How to upgrade

0.8.x to 0.9.0

If you were using the optional HDF5 converter classes, you need to adapt the package path in your cfood definition from the old

Converters:
  H5Dataset:
    converter: H5DatasetConverter
    package: caoscrawler.hdf5_converter
  H5File:
    converter: H5FileConverter
    package: caoscrawler.hdf5_converter
  H5Group:
    converter: H5GroupConverter
    package: caoscrawler.hdf5_converter
  H5Ndarray:
    converter: H5NdarrayConverter
    package: caoscrawler.hdf5_converter

to the new paths:

Converters:
  H5Dataset:
    converter: H5DatasetConverter
    package: caoscrawler.converters.hdf5_converter
  H5File:
    converter: H5FileConverter
    package: caoscrawler.converters.hdf5_converter
  H5Group:
    converter: H5GroupConverter
    package: caoscrawler.converters.hdf5_converter
  H5Ndarray:
    converter: H5NdarrayConverter
    package: caoscrawler.converters.hdf5_converter

0.6.x to 0.7.0

If you added Parents to Records at multiple places in the CFood, you must now do this at a single location because this key now overwrites previously set parents.

0.5.x to 0.6.0

#41 was fixed. This means that you previously used the name of Entities as an identifying property without adding it to the identifiable definition, you now need to add ‘name’ explicitly.

0.4.x to 0.5.0

The crawler was split into two modules: the scanner and the crawler. The scanner creates a Record structure from the data and the crawler synchronizes this with the server. Due to this change you should:

  • Remove the debug argument from the Crawler constructor. For debugging supply a DebugTree as argument to functions like the scanner.

  • Remove the generalStore argument from the Crawler constructor. A store can no longer be provided to the crawler.

  • load_definition and initialize_converters are now part of the scanner module

  • crawl_directory is replcaced by scan_directory of the scanner module

  • start_crawling is replcaced by scan_structure_elements of the scanner module

0.2.x to 0.3.0

DictElementConverter (old: DictConverter) now can use “match” keywords. If none are in the definition, the behavior is as before. If you had “match”, “match_name” or “match_value” in the definition of a

DictConverter (StructureElement: Dict) before, you probably want to remove those. They were ignored before and are now used.

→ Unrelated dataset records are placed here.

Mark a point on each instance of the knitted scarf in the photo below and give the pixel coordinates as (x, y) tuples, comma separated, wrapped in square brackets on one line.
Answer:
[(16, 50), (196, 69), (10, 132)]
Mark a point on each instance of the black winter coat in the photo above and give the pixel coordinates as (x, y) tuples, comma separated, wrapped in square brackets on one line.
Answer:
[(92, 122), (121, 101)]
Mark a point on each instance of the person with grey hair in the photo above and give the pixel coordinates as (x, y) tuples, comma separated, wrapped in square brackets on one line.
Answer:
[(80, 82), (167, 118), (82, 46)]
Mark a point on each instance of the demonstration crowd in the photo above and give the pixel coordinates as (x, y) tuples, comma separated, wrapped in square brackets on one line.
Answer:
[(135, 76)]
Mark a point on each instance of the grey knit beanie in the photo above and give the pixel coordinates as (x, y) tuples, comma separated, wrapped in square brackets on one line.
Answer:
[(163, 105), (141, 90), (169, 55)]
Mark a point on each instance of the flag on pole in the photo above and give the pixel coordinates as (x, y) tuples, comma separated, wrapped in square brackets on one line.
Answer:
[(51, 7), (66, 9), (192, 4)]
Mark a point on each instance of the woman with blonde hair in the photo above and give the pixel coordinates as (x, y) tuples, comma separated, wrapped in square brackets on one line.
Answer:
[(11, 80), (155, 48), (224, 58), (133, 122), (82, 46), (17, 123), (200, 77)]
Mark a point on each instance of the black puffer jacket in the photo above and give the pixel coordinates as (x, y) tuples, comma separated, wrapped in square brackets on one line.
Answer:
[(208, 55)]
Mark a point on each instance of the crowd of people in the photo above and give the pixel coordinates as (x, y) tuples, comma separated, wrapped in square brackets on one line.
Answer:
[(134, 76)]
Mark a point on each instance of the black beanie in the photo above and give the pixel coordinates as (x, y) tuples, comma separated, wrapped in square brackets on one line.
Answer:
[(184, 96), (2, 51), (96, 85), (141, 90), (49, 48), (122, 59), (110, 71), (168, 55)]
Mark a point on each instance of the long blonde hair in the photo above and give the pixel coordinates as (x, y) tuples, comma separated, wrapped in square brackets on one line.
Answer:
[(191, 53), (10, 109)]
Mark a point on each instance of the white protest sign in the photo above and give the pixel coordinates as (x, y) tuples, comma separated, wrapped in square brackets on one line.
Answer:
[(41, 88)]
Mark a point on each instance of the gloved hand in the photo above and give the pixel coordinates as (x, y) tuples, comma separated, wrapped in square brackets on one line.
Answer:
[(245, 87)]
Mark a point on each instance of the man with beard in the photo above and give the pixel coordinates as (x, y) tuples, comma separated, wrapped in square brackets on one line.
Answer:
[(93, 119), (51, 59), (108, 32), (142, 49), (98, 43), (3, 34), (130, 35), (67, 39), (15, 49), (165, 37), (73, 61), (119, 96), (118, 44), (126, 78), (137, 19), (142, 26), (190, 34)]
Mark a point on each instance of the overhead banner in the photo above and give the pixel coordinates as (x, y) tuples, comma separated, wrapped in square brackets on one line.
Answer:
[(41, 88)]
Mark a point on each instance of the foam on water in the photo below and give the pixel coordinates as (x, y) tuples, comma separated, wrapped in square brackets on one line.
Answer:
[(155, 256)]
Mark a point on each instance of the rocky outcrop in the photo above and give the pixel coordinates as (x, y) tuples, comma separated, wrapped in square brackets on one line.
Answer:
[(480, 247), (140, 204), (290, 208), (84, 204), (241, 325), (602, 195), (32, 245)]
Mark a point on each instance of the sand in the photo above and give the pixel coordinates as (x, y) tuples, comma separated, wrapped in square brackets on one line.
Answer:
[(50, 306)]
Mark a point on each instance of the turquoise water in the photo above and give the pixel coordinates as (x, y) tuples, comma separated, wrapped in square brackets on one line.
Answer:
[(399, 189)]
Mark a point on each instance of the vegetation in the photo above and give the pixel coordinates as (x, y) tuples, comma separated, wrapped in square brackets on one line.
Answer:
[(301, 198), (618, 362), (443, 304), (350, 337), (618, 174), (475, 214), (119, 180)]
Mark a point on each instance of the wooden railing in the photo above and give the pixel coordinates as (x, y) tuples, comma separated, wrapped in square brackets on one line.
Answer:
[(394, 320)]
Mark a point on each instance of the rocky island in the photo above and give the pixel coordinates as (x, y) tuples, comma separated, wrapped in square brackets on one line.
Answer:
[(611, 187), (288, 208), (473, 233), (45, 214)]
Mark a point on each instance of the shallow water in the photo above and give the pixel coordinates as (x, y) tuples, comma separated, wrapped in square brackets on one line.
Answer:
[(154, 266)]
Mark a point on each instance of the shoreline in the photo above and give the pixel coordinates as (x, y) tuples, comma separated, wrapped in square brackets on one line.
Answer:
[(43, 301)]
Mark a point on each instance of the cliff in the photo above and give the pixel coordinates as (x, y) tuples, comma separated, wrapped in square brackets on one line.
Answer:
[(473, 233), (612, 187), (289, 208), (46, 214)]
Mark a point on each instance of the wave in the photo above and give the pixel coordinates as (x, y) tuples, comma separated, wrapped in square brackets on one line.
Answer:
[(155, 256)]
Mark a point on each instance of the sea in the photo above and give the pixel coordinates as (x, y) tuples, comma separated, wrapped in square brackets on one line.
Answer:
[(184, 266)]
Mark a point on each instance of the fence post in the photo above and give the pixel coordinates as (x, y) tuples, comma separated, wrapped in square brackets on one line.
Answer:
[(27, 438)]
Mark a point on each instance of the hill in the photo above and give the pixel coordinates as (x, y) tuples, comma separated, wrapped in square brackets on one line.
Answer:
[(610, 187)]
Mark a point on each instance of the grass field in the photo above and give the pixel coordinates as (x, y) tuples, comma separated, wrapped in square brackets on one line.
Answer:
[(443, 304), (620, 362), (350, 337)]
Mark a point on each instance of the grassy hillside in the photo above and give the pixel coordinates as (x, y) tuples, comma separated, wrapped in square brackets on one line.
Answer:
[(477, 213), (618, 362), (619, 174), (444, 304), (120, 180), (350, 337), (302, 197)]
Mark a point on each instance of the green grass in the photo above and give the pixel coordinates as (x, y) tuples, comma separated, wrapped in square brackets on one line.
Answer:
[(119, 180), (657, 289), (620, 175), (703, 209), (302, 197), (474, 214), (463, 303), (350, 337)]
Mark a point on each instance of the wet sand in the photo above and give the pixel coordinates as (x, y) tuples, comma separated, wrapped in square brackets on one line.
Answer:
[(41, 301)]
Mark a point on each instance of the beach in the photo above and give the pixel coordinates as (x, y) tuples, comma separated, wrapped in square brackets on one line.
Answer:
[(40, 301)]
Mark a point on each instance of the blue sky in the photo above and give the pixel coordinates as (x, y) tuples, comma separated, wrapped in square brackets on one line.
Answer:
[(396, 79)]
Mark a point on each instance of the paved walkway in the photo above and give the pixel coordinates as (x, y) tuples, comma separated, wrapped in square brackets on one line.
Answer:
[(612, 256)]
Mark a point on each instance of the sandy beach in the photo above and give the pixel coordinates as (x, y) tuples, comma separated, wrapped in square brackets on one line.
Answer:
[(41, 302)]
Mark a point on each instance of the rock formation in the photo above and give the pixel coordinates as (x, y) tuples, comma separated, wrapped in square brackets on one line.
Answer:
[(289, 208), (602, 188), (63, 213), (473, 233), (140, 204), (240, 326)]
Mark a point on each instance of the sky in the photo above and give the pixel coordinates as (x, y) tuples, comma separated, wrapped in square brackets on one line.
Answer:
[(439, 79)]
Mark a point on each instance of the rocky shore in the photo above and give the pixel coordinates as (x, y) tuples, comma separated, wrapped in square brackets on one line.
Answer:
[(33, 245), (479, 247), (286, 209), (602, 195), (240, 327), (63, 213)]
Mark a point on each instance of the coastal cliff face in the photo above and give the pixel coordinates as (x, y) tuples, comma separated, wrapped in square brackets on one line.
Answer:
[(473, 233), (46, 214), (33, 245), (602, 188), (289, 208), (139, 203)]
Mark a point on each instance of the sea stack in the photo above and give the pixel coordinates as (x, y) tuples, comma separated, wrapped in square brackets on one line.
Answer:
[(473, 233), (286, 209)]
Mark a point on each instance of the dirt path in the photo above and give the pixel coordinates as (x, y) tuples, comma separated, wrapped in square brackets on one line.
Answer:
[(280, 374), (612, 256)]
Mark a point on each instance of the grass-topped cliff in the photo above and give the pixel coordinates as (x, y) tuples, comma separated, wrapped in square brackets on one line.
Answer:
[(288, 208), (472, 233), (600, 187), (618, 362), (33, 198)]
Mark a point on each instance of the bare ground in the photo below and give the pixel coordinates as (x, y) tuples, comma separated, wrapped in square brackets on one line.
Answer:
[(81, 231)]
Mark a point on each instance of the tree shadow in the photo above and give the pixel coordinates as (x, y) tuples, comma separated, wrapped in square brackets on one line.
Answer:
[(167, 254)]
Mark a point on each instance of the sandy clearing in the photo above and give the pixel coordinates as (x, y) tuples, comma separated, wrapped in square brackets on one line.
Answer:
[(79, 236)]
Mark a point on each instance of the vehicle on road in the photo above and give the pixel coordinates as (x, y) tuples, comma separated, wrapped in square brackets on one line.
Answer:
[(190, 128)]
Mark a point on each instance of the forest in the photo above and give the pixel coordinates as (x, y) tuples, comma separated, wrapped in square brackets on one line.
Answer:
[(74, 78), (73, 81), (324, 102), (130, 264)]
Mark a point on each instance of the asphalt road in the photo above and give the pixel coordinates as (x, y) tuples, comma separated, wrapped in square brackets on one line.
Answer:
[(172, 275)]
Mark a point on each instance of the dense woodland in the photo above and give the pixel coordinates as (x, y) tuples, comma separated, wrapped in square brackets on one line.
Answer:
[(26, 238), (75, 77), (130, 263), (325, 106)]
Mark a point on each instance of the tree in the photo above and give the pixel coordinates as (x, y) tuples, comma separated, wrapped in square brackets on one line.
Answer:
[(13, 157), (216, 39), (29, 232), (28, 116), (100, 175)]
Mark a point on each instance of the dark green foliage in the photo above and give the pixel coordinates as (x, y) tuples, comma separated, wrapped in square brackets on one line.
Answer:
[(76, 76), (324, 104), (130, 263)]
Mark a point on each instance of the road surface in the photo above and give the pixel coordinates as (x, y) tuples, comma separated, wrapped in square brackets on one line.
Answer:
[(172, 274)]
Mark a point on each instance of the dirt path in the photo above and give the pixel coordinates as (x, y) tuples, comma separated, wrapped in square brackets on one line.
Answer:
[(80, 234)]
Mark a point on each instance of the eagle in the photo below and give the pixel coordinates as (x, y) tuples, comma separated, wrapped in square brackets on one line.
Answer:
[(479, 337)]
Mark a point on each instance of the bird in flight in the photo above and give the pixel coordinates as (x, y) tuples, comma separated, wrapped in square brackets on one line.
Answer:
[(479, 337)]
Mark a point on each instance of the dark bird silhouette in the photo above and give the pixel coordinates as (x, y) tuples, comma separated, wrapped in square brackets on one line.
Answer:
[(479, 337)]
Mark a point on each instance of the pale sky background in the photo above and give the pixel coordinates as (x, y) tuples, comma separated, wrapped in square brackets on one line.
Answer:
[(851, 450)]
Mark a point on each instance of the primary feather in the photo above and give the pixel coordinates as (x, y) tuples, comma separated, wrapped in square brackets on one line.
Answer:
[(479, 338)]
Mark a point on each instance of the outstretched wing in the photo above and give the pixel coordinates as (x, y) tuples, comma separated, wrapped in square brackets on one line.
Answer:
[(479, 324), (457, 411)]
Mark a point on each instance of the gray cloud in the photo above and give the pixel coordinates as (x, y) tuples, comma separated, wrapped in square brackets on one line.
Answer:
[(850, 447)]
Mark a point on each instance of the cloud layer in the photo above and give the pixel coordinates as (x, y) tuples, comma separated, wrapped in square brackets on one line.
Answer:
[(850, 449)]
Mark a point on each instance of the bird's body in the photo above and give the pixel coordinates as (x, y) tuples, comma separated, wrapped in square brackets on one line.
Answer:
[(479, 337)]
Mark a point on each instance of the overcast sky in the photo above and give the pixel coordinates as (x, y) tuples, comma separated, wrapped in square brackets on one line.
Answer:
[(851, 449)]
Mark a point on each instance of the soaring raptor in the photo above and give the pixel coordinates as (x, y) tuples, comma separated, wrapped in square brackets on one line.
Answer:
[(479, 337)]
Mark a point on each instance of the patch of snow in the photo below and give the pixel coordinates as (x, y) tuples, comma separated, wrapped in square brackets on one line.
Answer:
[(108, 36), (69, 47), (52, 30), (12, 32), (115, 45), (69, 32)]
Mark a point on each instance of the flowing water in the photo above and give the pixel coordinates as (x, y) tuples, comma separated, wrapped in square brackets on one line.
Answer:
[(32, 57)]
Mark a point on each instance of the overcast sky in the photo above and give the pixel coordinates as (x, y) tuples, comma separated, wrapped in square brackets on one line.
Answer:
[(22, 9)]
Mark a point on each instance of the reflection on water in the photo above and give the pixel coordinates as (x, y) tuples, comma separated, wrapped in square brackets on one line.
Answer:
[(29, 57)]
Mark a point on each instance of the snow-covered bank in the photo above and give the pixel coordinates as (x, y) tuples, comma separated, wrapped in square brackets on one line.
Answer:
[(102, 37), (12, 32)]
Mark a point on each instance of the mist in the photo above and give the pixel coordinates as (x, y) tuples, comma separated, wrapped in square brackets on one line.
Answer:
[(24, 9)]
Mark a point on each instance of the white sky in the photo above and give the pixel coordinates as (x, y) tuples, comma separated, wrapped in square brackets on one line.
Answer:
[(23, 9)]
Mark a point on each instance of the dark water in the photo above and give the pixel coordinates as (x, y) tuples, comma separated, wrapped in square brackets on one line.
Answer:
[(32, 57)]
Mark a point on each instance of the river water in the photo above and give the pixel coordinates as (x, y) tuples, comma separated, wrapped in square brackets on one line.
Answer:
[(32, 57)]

TextElement used the ‘match’ keyword before, which was applied to the value. This is will in future be applied to the key instead and is now forbidden to used. If you used the ‘match’ keyword in the definition of TextElementConverter (StructureElement: TextElement) before, you need to change the key from “match” to “match_name” in order to preserve the behavior.

The JSONFileConverter was changed such that it creates StructureElements as children corresponding to the content. I.e. if there is an Object (dict in Python) in the file, the children will be a list with one DictElement. Before, only JSON files with one Object were accepted and the key value pairs of the dict were directly transformed to children. This means, that all previously used JSONFileConverters need to introduce a new level for the DictElement:

    json:
      type: JSONFile
      match: metadata.json
      validate: schema/dataset.schema.json
      subtree:
        jsondict:                               # new
          type: DictElement                     # new
          match: .*                             # new
          subtree:                              # new